Index Rotation for the OpenSearch Service Destination
For the OpenSearch Service destination, you can specify a time-based index rotation option from one of the following five options: NoRotation, OneHour, OneDay, OneWeek, or OneMonth.
Depending on the rotation option you choose, Kinesis Data Firehose appends a portion of the UTC
arrival timestamp to your specified index name. It rotates the appended timestamp
accordingly. The following example shows the resulting index name in OpenSearch Service for each
index rotation option, where the specified index name is myindex and
the arrival timestamp is 2016-02-25T13:00:00Z
.
RotationPeriod | IndexName |
---|---|
NoRotation |
myindex |
OneHour |
myindex-2016-02-25-13 |
OneDay |
myindex-2016-02-25 |
OneWeek |
myindex-2016-w08 |
OneMonth |
myindex-2016-02 |
With the OneWeek
option, Data Firehose auto-create indexes using the
format of <YEAR>-w<WEEK NUMBER> (for example, 2020-w33
),
where the week number is calculated using UTC time and according to the following US
conventions:
-
A week starts on Sunday
-
The first week of the year is the first week that contains a Saturday in this year
Delivery Across AWS Accounts and Across AWS Regions for HTTP Endpoint Destinations
Kinesis Data Firehose supports data delivery to HTTP endpoint destinations across AWS accounts. Kinesis Data Firehose delivery stream and the HTTP endpoint that you've chosen as your destination can be in different AWS accounts.

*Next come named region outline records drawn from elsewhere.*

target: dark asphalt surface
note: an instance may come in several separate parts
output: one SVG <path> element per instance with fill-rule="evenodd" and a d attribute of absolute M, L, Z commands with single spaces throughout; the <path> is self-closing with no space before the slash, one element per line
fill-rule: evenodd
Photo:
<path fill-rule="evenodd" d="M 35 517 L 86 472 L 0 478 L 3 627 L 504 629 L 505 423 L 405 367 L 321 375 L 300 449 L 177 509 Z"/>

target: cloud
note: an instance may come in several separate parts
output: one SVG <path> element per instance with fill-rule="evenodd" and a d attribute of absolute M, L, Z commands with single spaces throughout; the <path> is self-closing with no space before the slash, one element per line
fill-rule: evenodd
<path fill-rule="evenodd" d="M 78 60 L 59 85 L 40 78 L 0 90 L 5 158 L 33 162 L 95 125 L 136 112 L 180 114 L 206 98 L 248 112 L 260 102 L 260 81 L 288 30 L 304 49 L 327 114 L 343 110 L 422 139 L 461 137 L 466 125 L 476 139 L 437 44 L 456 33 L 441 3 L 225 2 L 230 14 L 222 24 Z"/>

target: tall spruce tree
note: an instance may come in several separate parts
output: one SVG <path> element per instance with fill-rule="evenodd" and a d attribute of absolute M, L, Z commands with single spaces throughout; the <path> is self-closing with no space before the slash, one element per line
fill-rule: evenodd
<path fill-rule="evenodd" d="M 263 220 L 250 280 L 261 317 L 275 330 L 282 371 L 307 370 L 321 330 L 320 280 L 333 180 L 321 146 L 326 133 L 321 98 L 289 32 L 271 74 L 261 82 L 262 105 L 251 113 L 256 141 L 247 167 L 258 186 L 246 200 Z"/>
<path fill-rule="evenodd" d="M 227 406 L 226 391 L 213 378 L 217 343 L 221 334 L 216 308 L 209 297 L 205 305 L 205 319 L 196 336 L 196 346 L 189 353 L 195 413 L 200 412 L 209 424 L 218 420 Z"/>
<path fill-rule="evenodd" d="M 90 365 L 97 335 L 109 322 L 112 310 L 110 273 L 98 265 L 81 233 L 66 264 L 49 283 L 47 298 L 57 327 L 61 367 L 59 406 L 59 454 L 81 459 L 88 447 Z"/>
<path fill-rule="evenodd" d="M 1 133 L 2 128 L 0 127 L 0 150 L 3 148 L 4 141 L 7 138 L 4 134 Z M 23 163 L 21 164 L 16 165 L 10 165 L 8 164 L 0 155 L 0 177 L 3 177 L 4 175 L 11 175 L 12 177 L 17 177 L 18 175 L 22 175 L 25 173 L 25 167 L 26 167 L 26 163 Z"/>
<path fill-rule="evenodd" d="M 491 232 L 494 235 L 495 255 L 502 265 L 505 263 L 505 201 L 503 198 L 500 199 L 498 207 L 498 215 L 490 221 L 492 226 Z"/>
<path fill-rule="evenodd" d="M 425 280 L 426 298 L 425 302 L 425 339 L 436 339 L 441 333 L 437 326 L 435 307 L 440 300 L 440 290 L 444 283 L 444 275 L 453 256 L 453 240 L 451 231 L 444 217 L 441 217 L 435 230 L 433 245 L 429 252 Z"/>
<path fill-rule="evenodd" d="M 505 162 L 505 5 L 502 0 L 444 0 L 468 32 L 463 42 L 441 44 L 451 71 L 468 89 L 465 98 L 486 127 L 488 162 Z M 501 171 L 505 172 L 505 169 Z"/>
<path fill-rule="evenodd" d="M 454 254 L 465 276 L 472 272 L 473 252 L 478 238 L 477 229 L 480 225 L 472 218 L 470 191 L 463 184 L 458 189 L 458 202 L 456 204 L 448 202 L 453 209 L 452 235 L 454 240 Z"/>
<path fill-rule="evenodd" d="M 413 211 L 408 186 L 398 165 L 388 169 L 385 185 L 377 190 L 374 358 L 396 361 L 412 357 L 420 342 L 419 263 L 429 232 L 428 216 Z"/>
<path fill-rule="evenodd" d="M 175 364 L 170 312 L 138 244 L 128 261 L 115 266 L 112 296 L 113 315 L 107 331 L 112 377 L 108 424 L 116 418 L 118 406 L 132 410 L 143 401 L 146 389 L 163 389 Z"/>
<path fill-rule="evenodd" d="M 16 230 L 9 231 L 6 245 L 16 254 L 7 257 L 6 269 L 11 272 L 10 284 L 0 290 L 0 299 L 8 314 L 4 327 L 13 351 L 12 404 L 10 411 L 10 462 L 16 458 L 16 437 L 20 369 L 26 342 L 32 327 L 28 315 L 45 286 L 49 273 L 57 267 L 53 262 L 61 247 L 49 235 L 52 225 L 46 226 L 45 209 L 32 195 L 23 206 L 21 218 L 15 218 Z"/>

Kinesis Data Firehose also supports data delivery to HTTP endpoint destinations across AWS regions. You
can deliver data from a delivery stream in one AWS region to an HTTP endpoint in another
AWS region. You can also delivery data from a delivery stream to an HTTP endpoint
destination outside of AWS regions, for example to your own on-premises server by
setting the HTTP endpoint URL to your desired destination. For these scenarios,
additional data transfer charges are added to your delivery costs. For more information,
see the Data
Transfer
Duplicated Records
Kinesis Data Firehose uses at-least-once semantics for data delivery. In some circumstances, such as when data delivery times out, delivery retries by Kinesis Data Firehose might introduce duplicates if the original data-delivery request eventually goes through. This applies to all destination types that Kinesis Data Firehose supports.